How does Meier avoid “lying”? Not simply through spontaneity, and not through any purportedly unrestricted space of artistic production. As Meier described, the “lying” of certain choreographed movement was not that it was set, but that it aimed to appear as if it weren’t, as if it were happening now, for “the first time.” Gogolorezaims not to promise an ideal or truth that it doesn’t and cannot deliver. Instead, it shows improvisation as something that arises always between participants, with spectral obstacles of hierarchies, inhibitions, and cultural presuppositions and inherited signs as the sea within which it moves rather than the hostile force it must expel. Even in its “first time,” Gogolorez makes clear that it is reiterating the signs, disciplines, power relations that have all come before it. This is not to say that this is merely a display of the inevitable defeat of the hopes of earlier improvisers like Paxton, Rainer, or even Whitehouse. It is an adjustment of their techniques. By bringing all the messy obstructions to the freedom of improvisation into the light, it makes it possible to address them, maybe even challenge them rather directly, even right to their face.
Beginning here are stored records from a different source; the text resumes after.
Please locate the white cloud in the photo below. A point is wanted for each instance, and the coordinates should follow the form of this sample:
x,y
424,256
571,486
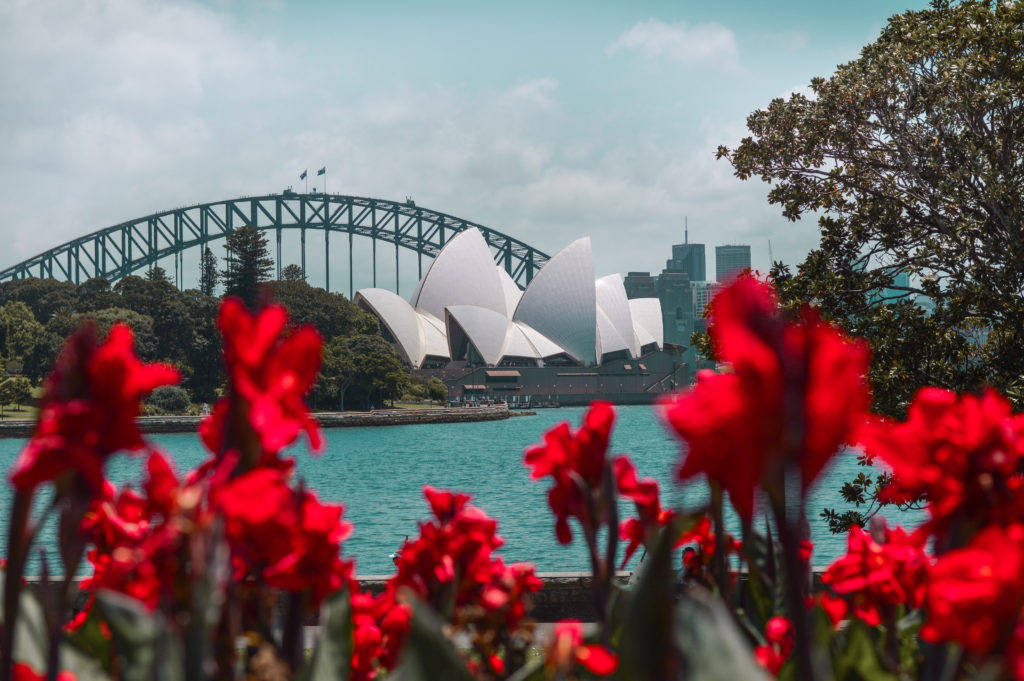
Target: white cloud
x,y
711,44
101,121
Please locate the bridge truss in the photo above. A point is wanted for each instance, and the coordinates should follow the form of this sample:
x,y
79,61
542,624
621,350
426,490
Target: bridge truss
x,y
128,247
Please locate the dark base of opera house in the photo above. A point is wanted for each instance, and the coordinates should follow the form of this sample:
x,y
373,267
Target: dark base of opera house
x,y
620,381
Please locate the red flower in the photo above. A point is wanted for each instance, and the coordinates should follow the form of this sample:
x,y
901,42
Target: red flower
x,y
453,567
878,576
576,461
780,641
961,453
796,392
270,373
974,594
23,672
644,494
88,409
568,648
312,563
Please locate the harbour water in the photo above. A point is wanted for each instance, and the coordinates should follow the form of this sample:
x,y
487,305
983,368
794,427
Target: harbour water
x,y
378,473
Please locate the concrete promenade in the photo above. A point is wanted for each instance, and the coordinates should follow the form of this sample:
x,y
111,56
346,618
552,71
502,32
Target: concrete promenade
x,y
380,417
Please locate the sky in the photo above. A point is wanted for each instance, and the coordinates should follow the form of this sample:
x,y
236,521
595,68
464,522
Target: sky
x,y
546,121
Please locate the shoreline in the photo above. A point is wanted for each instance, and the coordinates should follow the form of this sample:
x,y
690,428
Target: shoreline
x,y
380,417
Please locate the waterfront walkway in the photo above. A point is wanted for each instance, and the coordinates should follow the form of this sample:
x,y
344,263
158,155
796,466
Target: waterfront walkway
x,y
380,417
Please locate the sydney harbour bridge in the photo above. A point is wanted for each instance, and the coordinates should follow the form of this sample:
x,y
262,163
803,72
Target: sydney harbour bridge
x,y
137,245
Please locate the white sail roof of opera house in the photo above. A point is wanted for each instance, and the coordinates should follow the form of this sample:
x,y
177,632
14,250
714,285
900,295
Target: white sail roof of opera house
x,y
463,273
647,321
464,298
495,337
416,334
560,302
611,300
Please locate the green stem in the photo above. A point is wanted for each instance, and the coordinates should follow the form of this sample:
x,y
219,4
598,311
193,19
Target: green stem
x,y
18,541
719,565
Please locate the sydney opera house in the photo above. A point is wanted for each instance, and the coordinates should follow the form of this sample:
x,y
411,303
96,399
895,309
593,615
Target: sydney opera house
x,y
566,339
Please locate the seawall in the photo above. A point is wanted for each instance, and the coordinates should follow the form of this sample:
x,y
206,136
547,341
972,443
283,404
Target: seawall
x,y
391,417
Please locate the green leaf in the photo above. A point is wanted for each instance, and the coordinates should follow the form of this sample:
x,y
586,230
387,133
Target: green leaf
x,y
711,645
428,655
147,650
90,641
644,630
32,641
332,657
859,660
534,671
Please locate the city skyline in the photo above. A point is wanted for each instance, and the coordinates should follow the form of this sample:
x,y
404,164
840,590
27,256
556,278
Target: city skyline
x,y
545,123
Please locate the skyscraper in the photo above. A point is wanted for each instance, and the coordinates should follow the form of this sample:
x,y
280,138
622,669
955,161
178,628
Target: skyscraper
x,y
688,259
730,260
640,285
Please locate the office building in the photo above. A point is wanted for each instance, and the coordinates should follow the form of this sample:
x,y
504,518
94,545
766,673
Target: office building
x,y
640,285
689,259
729,261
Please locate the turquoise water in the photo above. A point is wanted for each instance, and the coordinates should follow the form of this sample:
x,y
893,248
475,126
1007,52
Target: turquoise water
x,y
378,473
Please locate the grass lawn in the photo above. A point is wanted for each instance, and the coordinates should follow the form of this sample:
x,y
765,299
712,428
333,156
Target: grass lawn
x,y
12,413
400,405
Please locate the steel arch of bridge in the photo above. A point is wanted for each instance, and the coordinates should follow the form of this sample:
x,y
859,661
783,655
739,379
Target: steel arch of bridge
x,y
122,249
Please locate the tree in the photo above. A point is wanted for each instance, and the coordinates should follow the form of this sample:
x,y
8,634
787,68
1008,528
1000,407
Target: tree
x,y
208,274
158,273
293,272
332,313
361,370
436,389
911,158
20,390
248,264
19,329
170,398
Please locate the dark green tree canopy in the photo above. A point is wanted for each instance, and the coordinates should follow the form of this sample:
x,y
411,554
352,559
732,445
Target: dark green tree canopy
x,y
910,157
292,272
208,273
247,264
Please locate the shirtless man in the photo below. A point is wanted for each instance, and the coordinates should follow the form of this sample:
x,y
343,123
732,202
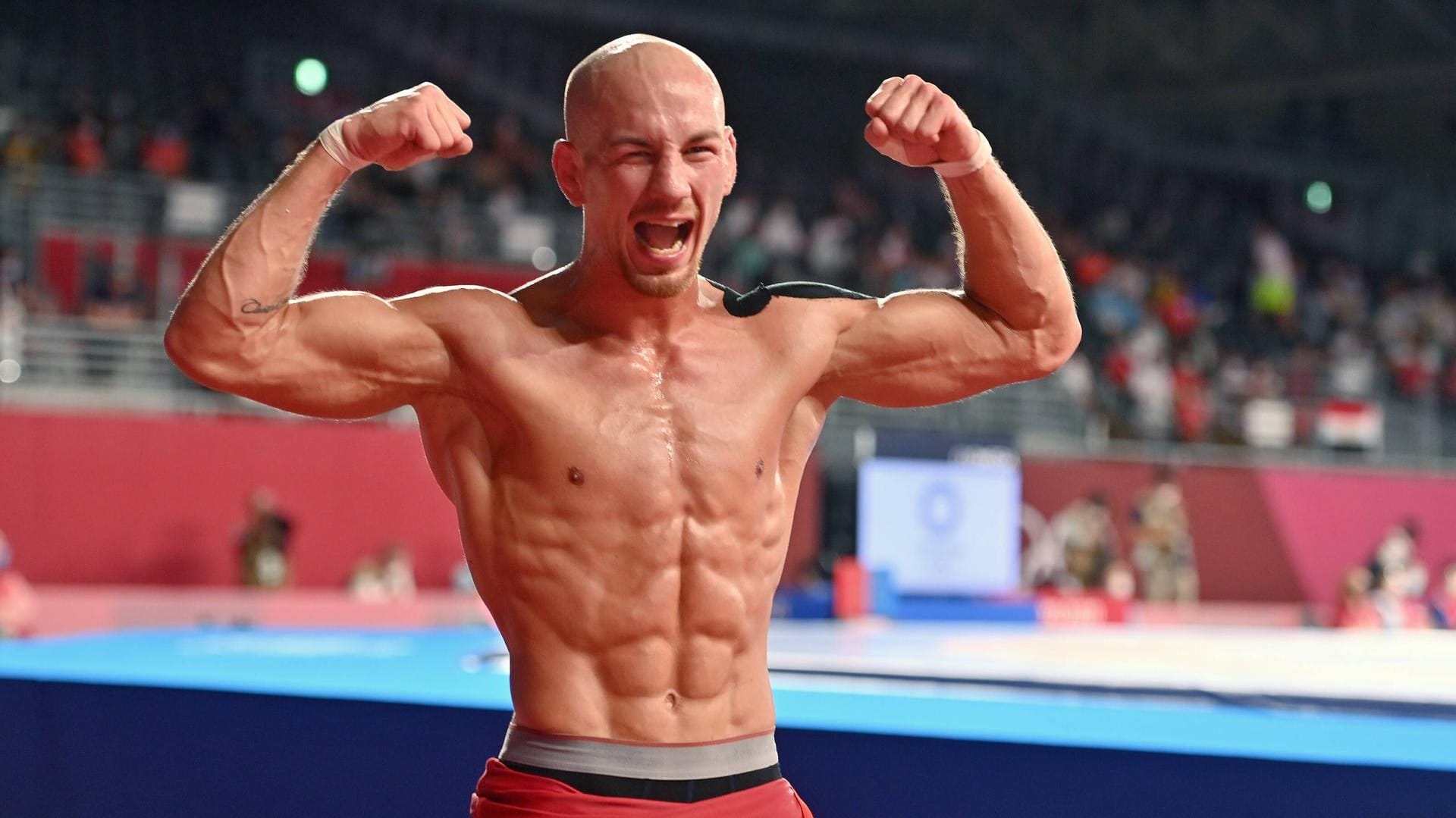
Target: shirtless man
x,y
623,441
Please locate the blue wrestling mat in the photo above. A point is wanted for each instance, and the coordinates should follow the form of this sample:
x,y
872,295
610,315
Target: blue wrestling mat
x,y
400,724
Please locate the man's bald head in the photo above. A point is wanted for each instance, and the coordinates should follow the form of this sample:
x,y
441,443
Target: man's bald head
x,y
625,63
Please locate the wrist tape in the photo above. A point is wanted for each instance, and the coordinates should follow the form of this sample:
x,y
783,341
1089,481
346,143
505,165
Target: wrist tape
x,y
332,143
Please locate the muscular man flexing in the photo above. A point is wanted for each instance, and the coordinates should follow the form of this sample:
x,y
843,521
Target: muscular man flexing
x,y
623,440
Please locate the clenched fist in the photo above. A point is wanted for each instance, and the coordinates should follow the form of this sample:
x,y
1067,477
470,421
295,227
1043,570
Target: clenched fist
x,y
918,124
400,130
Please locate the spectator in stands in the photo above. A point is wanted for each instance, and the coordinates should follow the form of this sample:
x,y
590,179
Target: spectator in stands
x,y
1088,541
1397,601
85,152
386,575
1119,588
366,582
397,571
1163,549
1443,600
18,610
262,545
1397,555
115,300
1354,609
166,153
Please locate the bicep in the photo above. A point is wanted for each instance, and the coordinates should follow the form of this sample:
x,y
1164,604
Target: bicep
x,y
341,356
925,346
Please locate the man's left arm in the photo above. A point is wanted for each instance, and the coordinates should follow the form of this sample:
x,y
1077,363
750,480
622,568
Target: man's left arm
x,y
1014,318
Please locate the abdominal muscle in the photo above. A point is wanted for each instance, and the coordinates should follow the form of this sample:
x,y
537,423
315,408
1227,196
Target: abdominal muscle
x,y
632,632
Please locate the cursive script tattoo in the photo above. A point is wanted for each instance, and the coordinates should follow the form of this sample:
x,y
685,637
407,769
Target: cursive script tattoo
x,y
254,306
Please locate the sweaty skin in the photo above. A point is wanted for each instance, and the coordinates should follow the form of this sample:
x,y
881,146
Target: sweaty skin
x,y
623,452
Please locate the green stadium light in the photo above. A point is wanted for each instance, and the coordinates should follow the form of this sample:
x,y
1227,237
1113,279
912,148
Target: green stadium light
x,y
1318,197
310,76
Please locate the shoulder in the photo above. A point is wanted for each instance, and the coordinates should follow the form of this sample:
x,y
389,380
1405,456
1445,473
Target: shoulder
x,y
478,309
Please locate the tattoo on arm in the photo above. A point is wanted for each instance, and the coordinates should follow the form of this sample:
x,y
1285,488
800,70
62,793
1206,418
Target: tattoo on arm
x,y
254,306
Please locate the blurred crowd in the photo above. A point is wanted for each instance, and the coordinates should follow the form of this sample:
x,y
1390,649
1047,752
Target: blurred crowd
x,y
1177,346
1395,588
1078,550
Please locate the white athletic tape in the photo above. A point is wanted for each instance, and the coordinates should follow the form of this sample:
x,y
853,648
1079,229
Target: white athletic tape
x,y
896,149
332,143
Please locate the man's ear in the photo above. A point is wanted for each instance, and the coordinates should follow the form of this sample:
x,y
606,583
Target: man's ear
x,y
565,163
733,159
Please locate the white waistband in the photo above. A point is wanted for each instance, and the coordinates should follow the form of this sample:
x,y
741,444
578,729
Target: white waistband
x,y
663,762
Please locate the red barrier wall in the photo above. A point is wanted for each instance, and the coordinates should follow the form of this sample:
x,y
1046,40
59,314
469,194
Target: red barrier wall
x,y
159,500
63,267
1269,534
152,500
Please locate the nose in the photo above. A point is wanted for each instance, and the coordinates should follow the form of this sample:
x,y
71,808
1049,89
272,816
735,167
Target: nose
x,y
670,178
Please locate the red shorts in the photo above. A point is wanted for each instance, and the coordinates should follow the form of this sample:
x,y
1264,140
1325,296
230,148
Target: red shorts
x,y
511,794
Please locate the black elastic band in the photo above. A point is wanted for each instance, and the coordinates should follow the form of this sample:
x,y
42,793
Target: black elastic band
x,y
654,789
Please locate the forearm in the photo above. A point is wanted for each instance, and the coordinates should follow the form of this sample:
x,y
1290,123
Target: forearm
x,y
1008,261
255,268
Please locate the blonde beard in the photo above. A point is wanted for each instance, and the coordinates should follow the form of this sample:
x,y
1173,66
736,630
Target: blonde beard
x,y
663,286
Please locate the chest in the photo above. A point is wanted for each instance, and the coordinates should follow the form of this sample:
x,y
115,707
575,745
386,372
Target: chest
x,y
651,424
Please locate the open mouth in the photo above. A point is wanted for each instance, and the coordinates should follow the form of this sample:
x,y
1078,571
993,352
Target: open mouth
x,y
663,237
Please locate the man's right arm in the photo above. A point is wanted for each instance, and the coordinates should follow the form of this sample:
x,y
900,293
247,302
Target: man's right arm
x,y
237,327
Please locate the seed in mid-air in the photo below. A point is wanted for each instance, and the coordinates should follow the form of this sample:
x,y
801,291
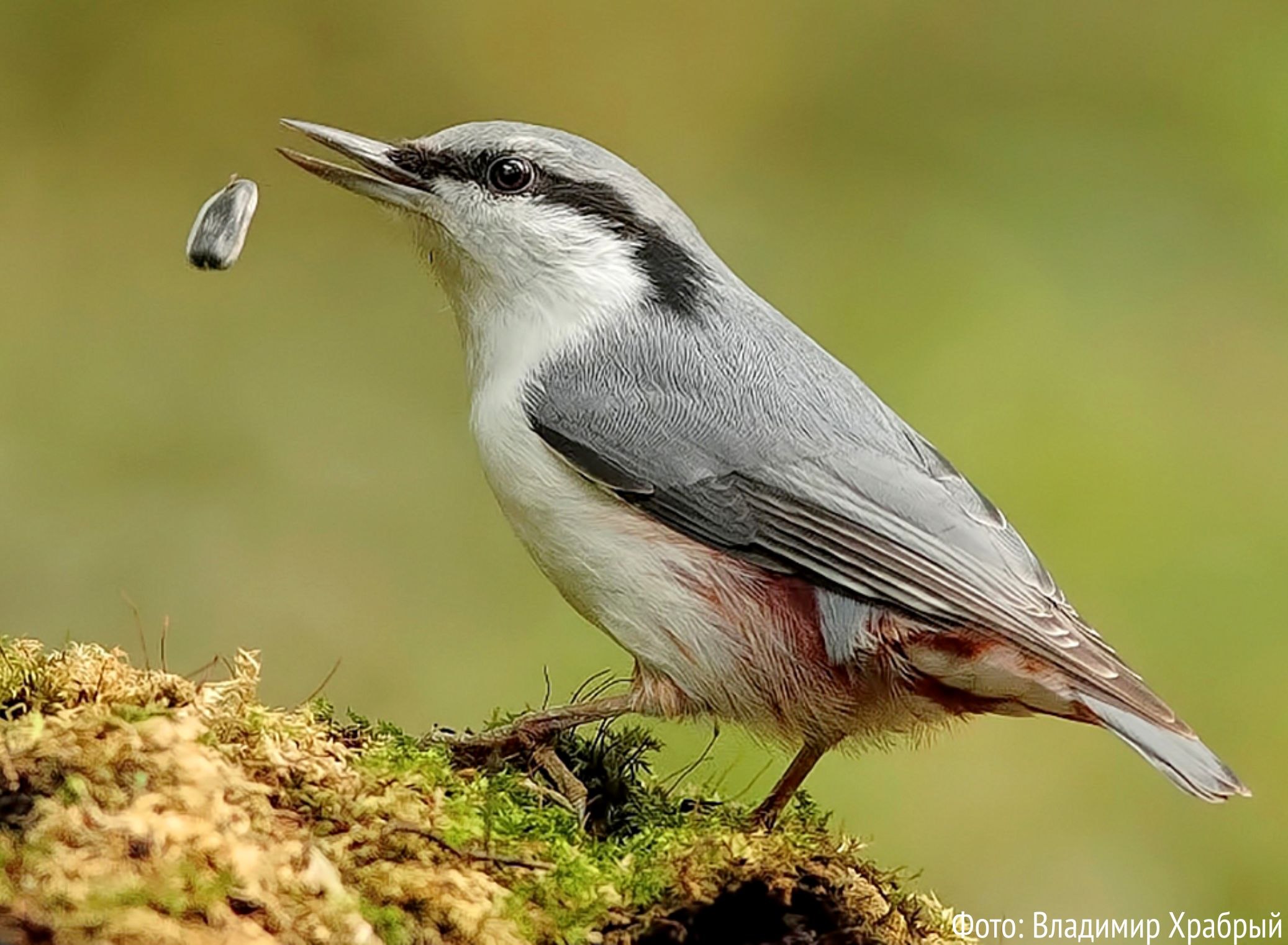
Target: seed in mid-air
x,y
219,231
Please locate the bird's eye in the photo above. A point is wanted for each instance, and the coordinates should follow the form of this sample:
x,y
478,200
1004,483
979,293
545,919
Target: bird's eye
x,y
510,174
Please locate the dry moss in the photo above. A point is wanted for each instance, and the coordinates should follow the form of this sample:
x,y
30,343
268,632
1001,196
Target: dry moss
x,y
140,807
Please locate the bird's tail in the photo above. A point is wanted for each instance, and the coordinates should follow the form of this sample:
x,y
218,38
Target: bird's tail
x,y
1187,761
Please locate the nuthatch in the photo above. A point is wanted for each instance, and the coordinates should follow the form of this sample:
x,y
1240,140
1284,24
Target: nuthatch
x,y
705,483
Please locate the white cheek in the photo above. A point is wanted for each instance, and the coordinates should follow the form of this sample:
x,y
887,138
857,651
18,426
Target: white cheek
x,y
525,278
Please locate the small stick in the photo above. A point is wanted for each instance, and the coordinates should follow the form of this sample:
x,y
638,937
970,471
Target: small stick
x,y
138,622
406,827
165,633
326,679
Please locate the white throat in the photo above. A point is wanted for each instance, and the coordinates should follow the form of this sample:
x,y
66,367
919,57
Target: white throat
x,y
525,303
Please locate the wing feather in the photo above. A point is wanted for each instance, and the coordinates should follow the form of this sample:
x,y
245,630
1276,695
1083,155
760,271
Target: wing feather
x,y
735,447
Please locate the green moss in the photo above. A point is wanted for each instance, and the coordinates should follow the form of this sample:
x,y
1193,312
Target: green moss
x,y
312,827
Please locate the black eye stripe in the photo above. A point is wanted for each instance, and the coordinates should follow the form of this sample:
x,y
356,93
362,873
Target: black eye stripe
x,y
674,273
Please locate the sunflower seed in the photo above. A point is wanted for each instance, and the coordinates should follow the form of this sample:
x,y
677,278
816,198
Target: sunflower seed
x,y
219,231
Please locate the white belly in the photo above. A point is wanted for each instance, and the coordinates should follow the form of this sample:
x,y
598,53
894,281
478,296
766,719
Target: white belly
x,y
614,564
732,639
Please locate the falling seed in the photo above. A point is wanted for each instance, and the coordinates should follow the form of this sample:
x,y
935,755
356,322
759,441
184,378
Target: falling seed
x,y
219,231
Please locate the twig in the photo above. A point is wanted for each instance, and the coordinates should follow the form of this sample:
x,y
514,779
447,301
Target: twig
x,y
138,622
407,827
579,690
326,679
692,766
165,633
549,794
204,669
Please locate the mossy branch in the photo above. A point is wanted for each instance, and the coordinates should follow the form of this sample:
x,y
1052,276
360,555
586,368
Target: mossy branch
x,y
141,807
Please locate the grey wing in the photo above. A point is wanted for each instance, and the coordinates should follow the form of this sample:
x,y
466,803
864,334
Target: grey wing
x,y
743,434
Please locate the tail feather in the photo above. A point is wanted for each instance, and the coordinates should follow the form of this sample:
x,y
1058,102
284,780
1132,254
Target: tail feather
x,y
1187,761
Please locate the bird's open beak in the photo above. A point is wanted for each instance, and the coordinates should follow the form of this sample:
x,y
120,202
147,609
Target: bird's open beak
x,y
387,182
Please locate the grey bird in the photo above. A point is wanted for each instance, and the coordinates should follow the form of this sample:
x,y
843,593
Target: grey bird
x,y
707,486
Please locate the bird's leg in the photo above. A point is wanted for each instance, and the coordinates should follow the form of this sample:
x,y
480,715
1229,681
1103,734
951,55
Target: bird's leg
x,y
802,765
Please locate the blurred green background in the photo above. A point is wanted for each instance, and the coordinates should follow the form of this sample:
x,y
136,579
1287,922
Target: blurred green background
x,y
1053,236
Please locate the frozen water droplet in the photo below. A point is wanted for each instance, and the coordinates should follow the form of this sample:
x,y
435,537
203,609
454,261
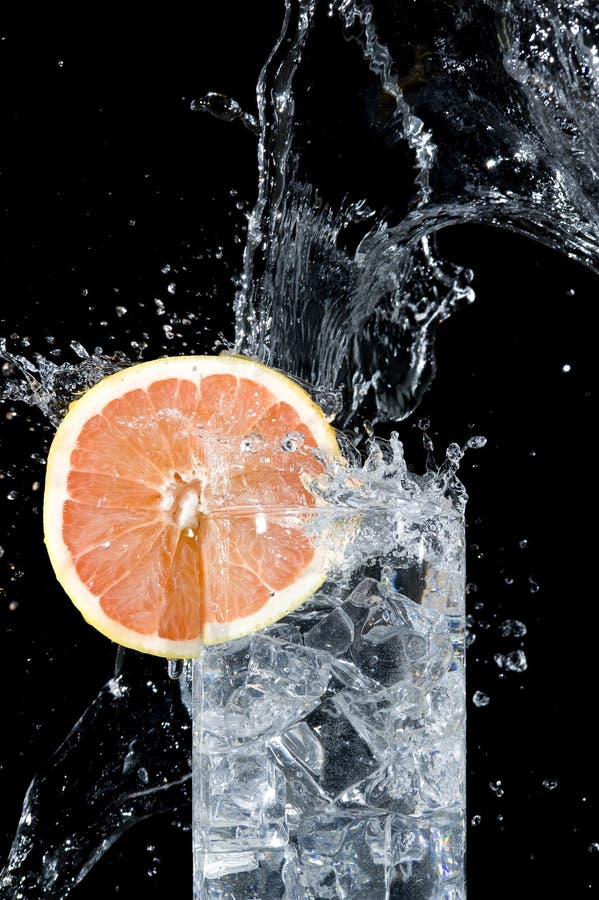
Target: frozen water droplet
x,y
251,443
479,698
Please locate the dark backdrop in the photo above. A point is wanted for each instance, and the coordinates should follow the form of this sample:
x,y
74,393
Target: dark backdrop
x,y
111,190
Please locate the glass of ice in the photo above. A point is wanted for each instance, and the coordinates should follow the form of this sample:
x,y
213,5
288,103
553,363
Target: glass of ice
x,y
329,748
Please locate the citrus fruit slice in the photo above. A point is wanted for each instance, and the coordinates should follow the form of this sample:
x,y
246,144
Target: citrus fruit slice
x,y
175,505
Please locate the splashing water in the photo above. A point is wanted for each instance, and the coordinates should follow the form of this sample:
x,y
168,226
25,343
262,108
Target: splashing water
x,y
488,114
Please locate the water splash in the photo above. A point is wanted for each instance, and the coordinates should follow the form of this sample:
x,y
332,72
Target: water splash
x,y
497,108
52,386
483,114
126,758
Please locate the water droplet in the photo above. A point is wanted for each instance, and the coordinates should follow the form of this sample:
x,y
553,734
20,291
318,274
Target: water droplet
x,y
516,661
175,668
550,784
497,788
512,628
479,698
476,442
293,440
251,443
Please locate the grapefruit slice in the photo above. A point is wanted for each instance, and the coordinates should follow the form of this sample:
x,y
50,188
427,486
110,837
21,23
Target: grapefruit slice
x,y
176,505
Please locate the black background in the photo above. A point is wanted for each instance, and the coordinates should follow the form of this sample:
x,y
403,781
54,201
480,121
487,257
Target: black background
x,y
107,177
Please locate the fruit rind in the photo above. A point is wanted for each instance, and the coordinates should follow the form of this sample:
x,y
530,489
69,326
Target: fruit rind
x,y
56,493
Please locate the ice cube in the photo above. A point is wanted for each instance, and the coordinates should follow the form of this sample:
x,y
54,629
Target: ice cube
x,y
242,802
342,855
305,746
427,853
283,682
284,631
395,787
447,701
441,764
402,641
334,633
243,875
368,593
304,794
386,719
348,757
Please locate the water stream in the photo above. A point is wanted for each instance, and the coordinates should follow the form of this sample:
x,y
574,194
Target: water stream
x,y
485,114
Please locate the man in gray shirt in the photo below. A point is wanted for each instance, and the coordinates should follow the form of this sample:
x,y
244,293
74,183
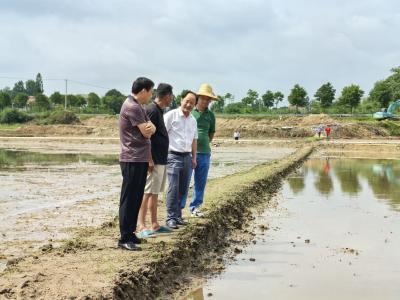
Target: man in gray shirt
x,y
135,130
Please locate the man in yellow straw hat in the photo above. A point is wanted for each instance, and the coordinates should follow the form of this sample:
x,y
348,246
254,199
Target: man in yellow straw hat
x,y
206,128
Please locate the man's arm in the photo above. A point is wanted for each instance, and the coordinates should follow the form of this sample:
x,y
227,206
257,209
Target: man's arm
x,y
194,153
211,132
211,136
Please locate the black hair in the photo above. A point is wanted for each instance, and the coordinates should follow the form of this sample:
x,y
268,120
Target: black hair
x,y
186,92
164,89
142,83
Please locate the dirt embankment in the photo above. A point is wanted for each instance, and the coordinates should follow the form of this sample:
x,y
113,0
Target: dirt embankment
x,y
281,127
89,266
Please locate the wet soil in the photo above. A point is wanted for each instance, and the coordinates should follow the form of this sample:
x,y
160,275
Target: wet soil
x,y
333,228
90,264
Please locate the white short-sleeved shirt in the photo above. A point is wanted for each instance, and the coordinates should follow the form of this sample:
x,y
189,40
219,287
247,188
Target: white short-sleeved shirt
x,y
181,130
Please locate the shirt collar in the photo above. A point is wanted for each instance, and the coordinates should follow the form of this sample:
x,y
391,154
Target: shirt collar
x,y
180,112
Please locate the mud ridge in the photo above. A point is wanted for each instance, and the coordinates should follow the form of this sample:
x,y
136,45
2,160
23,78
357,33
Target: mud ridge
x,y
197,242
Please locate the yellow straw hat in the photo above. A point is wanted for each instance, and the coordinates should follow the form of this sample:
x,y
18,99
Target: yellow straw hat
x,y
206,90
The afternoon after the performance, the New York Times published critic Gia Kourlas’ review of the performance. It was, by necessity, an unusually first-person description. “It isn’t every night,” Kourlas wrote, “that you find yourself dead center at a performance as a dancer [Vidich] approaches you with the resolve of the shark from ‘Jaws’…with the sole intention of making out. … ‘Uh-oh’ [Meier] said, ‘The critic.’” From my angle, it was at this point that Vidich disappeared into the crowd, but I have it on good authority that he did indeed try to slip the critic some tongue. Improvisation, as imagined by Meier, is not simply the spontaneous production of something within a given set context, it is a searching for the presupposed limits of that context in order to act to shift the entire field in which one acts. Later, after Vidich had given up on his advances towards the critic, he crawled on the floor towards Meier and gripped her microphone stand in his teeth, eventually toppling it and temporarily silencing the voice of the score. Standing still, upright, at the edges of the performance, Meier’s position is as much one of vulnerability as it is authority. If she is the monarch, she is there only to be always already, repeatedly, deposed in the swirling, circling dissemination of her own words.